Risk of bleeding is known to be increased by then adding the use of NSAIDs, and some – ibuprofen, for example – have a counter effect to the preventive heart drugs, inhibiting the antithrombotic effects of aspirin.

Guidelines from the American Heart Association, therefore, recommend against the use of NSAIDs in people with established heart disease.

However, in this study – led by Dr. Anne-Marie Schjerning Olsen from the Copenhagen University Hospital Gentofte, in Hellerup, Denmark – 34% of the 61,971 patients, all of whom had survived an MI, filled at least one prescription for an NSAID.

The study results “suggest that no safe treatment period exists.” The authors add:

Fewer than 3 days of NSAID use, together with dual antiplatelet therapy, was associated with a marked increase in the risk of bleeding.”

“These risks are of considerable public health concern, given the widespread use of NSAIDs,” the authors say.

Dr. Schjerning Olsen and her colleagues used nationwide administrative registries in Denmark for the years 2002 to 2011 to analyze patients aged 30 years or older admitted with a first-time heart attack and who were alive 30 days after discharge from hospital.

They determined subsequent treatment with aspirin, clopidogrel or other oral anticoagulants and their combinations, as well as ongoing concomitant NSAID use.

Compared with not having NSAID treatment, using the drugs – such as ibuprofen, diclofenac and naproxen – resulted in just over twice the risk of bleeding.

This extra risk was regardless of the antithrombotic treatment or type of NSAID used, and regardless of the duration of use. The risk of cardiovascular events was also increased.

Over a median follow-up of 3.5 years, the number of deaths was 18,105 (29%). There was a total of 5,288 bleeding events (9% – 799 of which were fatal) and 18,568 cardiovascular events (30%).

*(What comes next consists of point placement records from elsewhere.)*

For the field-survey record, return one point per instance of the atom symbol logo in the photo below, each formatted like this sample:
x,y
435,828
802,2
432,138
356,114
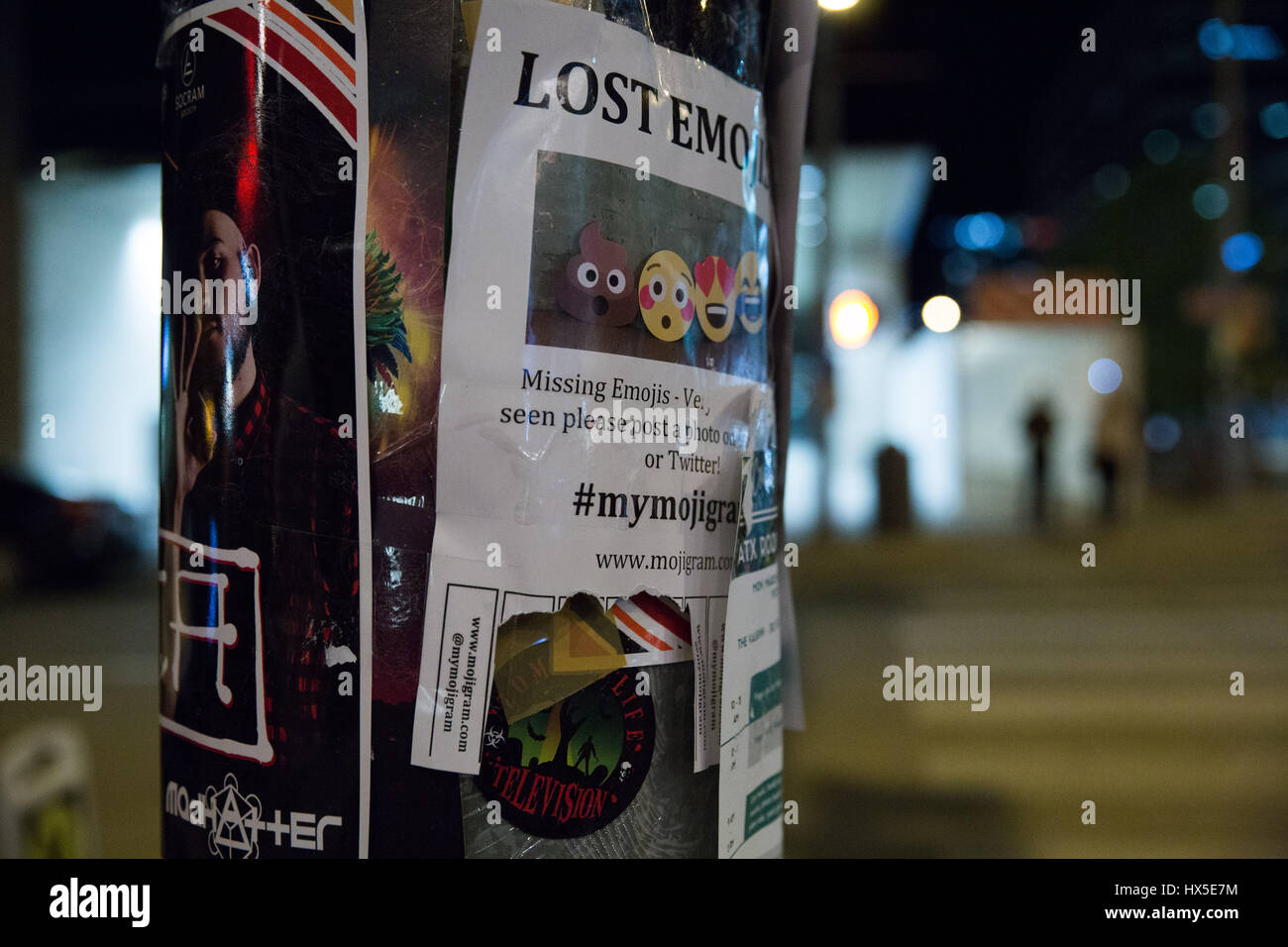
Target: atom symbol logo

The rate of bleeding in every 100 person-years was 4.2 events when patients had concomitant NSAID treatment, and 2.2 events without, which equated to an adjusted increased risk of 2.02 times.

A bleeding event was defined as hospital admission or death from a diagnosis of:

  • Intracranial bleeding
  • Gastrointestinal bleeding – bleeding ulcer, hematemesis (vomiting blood), melena (passing black, tarry stools), and “unspecified”
  • Bleeding from the respiratory or urinary tract
  • Anemia caused by bleeding.

The rate in every 100 person-years of cardiovascular events was 11.2 events for people with ongoing NSAID treatment, compared with 8.3 events for those without NSAID treatment, which equated to an adjusted figure of 1.4 times increased risk. Cardiovascular events were:

  • Cardiovascular death
  • Non-fatal recurrent heart attack
  • Ischemic stroke (caused by a blocked artery to the brain)
  • Transient ischemic attack (mini-stroke)
  • Systemic arterial emboli (clots that travel to distant arteries).

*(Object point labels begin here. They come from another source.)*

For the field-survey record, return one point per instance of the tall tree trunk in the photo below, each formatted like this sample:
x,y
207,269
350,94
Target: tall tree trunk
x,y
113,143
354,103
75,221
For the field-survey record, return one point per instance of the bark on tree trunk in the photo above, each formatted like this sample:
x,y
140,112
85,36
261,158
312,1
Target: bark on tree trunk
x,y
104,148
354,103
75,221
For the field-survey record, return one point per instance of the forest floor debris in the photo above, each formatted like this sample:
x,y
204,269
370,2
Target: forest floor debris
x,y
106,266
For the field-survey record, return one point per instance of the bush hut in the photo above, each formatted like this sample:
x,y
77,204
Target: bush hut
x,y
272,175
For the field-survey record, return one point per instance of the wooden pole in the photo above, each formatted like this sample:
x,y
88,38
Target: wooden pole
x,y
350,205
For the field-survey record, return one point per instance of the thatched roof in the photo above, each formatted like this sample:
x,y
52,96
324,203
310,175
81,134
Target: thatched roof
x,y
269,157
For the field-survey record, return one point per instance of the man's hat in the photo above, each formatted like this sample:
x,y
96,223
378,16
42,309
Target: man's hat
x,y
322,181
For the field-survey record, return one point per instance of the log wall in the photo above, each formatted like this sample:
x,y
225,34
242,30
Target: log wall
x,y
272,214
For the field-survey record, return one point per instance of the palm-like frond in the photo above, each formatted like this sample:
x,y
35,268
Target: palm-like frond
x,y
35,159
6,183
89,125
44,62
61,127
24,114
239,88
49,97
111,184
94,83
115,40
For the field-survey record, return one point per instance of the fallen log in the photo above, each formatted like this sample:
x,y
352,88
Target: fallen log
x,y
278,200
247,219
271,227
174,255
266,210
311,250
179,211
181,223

The authors conclude: “More research is needed to confirm these findings; however, physicians should exercise appropriate caution when prescribing NSAIDs for patients who have recently experienced MI.”

Fast facts about NSAIDs
  • At low doses, NSAIDs work as painkillers, and reduce inflammation at higher doses
  • Side effects associated with NSAIDs include dyspepsia, stomach ulcers and anemia
  • Over-the-counter NSAIDs should not be added to prescribed ones.

Learn more about NSAIDs

An editorial article giving comment on the study says the danger of NSAID use alongside antiplatelet therapies may be even greater in many countries such as the US.

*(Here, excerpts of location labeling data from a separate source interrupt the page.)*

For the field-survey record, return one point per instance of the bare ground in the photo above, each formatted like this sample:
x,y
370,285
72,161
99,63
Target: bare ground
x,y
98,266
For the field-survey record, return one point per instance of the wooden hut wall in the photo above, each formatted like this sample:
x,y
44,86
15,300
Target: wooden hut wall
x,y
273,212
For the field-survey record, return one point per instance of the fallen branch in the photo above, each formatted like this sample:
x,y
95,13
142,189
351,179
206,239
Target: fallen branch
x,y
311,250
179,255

The study tracked the risks from NSAIDs given by prescription, but the drugs “are widely available as over-the-counter medications, and physicians may be unaware whether their patients are taking NSAIDs,” the editorial notes.

While there are limitations to the study noted by both its authors and the commentators, the editorial article points to evidence that will be reported in the coming year from a large prospective, randomized study examining the cardiovascular safety of NSAIDs.

“However, until the results from PRECISION are available,” says the article, “practitioners would do well to advise patients with cardiovascular disease against all NSAID use (except low-dose aspirin), especially patients with a recent acute coronary syndrome.”